- cross-posted to:
- programming
- cross-posted to:
- programming
Yesterday Mistral AI released a new language model called Mistral 7B. @[email protected] already posted the Sliding attention part here in LocalLLaMA, yesterday. But I think the model and the company behind that are even more noteworthy and the release of the model is worth it’s own post.
Mistral 7B is not based on Llama. And they claim it outperforms Llama2 13B on all benchmarks (at it’s size of 7B). It has additional coding abilities and a 8k sequence length. And it’s released under the Apache 2.0 license. So truly an ‘open’ model, usable without restrictions. [Edit: Unfortunately I couldn’t find the dataset or a paper. They call it ‘open-weight’. So my conclusion regarding the open-ness might be a bit premature. We’ll see.]
(It uses Grouped-query attention and Sliding Window Attention.)
Also worth to note: Mistral AI (the company) is based in Paris. They are one of the few big european AI startups and collected $113 million funding in June.
- Details are on Mistral AI’s Announcement
- techcrunch news article including information about the company
- They released an base/foundation model and an instruction-tuned one on HuggingFace
- And llama.cpp is already compatible and GGUF versions out there.

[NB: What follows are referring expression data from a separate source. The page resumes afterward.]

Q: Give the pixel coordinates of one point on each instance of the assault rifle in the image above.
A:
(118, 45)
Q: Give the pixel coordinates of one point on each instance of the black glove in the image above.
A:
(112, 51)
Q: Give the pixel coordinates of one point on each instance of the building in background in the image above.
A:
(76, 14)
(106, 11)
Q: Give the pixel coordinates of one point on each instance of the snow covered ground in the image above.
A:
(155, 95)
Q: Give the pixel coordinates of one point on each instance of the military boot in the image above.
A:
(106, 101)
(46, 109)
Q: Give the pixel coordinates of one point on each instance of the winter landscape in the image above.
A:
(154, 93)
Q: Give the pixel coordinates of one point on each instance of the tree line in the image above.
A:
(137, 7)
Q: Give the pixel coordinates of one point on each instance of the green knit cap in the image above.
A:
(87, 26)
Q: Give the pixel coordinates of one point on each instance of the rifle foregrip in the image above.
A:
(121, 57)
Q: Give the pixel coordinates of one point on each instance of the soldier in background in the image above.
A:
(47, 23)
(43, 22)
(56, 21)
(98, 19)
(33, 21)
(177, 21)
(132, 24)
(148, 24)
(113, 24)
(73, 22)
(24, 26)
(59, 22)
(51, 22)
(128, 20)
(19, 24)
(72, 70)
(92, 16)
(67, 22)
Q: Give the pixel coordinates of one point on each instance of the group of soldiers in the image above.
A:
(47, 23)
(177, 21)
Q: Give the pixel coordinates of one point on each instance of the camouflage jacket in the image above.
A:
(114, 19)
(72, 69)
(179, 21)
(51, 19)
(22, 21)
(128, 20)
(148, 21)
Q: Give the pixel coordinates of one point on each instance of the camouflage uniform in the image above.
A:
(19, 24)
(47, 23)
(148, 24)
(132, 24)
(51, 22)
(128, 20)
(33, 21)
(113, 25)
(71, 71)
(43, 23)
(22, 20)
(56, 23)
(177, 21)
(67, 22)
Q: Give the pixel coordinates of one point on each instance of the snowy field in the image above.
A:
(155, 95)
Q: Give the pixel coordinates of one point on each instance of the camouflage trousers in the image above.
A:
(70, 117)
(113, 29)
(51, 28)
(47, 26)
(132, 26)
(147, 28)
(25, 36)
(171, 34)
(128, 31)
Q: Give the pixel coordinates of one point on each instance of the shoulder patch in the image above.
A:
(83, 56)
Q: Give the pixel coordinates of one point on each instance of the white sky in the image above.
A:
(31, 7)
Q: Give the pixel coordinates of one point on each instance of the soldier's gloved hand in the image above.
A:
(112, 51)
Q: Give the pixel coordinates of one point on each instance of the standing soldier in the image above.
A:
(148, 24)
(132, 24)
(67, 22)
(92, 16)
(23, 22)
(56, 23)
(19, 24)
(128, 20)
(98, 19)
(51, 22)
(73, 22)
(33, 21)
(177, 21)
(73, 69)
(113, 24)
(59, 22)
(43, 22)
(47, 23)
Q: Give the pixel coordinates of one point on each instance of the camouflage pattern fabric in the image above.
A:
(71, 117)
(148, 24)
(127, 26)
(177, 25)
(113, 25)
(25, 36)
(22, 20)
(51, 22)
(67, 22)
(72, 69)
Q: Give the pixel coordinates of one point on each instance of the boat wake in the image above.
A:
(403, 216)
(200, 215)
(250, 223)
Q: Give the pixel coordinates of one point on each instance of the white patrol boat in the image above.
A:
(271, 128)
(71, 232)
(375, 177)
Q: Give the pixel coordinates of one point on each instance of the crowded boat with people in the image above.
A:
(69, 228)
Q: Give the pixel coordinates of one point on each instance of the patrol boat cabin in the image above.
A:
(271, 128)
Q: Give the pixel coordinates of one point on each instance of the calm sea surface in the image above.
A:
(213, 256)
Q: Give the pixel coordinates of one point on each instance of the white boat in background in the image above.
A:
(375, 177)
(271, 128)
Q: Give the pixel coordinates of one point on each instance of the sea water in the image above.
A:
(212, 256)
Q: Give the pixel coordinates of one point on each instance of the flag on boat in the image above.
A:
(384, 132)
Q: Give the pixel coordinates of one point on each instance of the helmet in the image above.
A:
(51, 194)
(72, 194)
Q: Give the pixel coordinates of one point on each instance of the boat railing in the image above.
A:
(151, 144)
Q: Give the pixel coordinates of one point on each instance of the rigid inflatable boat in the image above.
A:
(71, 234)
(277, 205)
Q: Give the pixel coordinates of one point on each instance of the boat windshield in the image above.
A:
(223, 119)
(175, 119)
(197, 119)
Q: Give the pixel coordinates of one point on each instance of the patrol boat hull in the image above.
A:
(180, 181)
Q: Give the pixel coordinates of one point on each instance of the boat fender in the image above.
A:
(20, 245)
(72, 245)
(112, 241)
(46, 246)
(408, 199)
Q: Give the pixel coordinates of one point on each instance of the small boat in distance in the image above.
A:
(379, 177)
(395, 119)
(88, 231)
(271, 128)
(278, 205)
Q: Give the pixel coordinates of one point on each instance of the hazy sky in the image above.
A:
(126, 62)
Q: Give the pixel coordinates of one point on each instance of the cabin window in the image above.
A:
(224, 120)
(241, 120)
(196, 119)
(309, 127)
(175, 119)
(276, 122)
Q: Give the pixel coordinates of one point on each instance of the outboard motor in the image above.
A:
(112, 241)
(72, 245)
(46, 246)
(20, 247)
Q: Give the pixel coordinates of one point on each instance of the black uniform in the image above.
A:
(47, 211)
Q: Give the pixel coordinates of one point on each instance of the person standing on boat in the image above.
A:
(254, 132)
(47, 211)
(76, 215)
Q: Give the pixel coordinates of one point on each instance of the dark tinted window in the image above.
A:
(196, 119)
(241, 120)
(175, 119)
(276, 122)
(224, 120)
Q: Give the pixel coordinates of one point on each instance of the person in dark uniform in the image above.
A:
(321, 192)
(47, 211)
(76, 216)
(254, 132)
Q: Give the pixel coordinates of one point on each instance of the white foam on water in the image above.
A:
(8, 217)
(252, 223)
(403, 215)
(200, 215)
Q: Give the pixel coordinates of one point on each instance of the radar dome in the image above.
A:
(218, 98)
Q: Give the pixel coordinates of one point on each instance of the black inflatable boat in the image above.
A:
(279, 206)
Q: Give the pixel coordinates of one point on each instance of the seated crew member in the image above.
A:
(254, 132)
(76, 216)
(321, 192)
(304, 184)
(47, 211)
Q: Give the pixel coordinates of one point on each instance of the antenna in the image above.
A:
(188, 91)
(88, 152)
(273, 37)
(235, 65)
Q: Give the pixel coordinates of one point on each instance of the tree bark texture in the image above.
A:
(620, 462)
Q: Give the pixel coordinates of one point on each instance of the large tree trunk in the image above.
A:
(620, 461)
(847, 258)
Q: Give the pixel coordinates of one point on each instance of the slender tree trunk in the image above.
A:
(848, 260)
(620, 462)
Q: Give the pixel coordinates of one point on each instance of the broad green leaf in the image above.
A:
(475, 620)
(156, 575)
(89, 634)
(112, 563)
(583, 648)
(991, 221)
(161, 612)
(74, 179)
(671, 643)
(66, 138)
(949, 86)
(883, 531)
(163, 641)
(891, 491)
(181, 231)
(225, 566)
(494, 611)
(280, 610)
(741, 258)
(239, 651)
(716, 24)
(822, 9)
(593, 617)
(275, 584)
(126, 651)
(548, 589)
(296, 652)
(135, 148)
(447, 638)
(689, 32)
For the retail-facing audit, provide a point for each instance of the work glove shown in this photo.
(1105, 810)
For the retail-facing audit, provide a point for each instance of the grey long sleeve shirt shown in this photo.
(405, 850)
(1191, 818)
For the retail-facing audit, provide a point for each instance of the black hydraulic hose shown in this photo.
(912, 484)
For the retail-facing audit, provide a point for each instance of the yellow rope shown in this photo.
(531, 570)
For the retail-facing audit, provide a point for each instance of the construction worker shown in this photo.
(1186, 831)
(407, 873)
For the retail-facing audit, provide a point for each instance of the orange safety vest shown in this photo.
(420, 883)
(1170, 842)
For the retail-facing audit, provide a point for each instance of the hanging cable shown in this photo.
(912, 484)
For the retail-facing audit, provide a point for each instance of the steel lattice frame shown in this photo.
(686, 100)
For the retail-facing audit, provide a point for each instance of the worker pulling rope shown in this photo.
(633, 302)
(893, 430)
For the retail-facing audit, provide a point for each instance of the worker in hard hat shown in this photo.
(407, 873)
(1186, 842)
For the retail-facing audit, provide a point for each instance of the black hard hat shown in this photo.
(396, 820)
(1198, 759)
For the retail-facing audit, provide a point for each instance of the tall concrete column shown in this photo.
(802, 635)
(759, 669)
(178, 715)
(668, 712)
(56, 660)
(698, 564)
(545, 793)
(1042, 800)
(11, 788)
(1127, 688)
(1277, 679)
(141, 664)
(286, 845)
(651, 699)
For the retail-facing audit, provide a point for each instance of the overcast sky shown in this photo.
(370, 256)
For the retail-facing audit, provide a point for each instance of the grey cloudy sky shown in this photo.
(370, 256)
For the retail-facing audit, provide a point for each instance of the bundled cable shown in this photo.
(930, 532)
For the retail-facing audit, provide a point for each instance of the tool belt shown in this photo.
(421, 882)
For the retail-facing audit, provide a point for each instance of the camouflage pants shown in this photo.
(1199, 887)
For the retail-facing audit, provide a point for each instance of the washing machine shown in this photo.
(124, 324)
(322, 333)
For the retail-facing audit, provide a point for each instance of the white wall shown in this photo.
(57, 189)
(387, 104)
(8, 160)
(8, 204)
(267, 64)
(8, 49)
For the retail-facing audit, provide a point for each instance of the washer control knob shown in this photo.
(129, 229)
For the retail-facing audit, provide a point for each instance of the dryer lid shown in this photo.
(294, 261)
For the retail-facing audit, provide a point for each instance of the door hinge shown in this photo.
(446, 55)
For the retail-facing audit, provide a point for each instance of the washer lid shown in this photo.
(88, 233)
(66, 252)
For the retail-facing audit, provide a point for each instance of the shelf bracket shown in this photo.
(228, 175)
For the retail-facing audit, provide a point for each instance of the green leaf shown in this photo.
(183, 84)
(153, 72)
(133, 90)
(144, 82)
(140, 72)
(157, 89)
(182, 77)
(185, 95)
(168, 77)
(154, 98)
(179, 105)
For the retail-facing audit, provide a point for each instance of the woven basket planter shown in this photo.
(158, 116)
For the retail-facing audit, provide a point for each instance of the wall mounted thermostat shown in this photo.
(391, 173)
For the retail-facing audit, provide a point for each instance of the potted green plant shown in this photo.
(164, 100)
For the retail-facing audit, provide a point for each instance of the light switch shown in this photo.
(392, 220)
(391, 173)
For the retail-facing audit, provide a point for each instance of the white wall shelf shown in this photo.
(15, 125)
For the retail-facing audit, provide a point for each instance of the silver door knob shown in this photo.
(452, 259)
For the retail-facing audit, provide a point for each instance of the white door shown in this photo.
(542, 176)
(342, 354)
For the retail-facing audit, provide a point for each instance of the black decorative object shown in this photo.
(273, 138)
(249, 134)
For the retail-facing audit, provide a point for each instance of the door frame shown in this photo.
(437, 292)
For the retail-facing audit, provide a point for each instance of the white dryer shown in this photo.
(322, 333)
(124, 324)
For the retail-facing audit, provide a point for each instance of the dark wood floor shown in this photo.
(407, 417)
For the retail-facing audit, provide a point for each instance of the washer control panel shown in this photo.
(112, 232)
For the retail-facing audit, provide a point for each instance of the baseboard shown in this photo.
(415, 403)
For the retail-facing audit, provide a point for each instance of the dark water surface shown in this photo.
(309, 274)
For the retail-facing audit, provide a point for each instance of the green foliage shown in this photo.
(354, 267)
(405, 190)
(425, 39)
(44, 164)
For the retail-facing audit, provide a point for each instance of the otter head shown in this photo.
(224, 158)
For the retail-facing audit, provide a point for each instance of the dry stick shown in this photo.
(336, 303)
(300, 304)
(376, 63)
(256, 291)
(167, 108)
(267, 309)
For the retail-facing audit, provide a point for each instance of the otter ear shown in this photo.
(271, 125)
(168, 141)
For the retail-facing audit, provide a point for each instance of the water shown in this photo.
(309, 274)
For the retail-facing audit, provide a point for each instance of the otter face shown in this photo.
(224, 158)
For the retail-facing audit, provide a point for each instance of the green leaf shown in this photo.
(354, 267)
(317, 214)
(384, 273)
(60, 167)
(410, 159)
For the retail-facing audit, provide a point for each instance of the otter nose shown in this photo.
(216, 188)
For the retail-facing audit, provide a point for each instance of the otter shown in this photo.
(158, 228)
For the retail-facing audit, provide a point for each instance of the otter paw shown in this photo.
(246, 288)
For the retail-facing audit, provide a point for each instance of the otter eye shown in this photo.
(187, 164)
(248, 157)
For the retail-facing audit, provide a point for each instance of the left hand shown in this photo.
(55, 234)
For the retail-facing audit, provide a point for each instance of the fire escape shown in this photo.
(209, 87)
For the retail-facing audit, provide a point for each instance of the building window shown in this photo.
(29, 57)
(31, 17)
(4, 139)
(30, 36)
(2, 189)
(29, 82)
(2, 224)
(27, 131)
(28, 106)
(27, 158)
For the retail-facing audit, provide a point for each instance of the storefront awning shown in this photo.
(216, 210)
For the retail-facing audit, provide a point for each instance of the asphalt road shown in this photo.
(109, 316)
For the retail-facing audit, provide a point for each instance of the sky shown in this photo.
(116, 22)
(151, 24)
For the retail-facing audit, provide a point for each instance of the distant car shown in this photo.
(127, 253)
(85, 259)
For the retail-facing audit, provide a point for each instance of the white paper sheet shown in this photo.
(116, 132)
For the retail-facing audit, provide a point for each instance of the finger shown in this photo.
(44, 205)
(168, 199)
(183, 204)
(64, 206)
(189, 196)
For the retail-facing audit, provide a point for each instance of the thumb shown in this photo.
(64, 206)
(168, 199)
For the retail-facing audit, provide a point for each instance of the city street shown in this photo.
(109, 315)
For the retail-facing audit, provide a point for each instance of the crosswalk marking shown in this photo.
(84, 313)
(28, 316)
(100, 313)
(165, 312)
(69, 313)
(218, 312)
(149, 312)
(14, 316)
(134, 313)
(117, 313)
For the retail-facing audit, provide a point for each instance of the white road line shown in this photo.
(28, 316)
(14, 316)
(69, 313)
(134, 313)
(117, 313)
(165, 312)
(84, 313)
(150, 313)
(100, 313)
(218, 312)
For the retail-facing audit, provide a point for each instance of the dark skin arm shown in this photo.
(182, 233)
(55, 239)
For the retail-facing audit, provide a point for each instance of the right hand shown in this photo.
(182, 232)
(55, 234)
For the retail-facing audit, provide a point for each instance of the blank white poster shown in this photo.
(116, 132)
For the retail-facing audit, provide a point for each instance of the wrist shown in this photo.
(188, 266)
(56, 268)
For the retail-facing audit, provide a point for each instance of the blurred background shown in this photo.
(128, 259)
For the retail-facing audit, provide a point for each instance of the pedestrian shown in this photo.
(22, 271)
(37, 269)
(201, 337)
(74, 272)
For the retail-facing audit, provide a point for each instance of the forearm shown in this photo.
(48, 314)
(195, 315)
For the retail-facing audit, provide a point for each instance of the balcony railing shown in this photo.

I’ve tried it and it indeed looks promising. It certainly has features that distinguishes it from Llama. And I like the competition. Our world is currently completely dominated by Meta. And if it performs exceptionally well at its size, I hope people pick up on it and fine-tune it for all kinds of specific tasks. (The lack of a dataset and detail regarding the training could be a downside, though. These were not included in this initial release of the model.)
EDIT 2023-10-12: Paper released at: https://arxiv.org/abs/2310.06825 (But I’d say no new information in it, they mostly copied their announcement)
As of now, it is clear they don’t want to publish any details about the training.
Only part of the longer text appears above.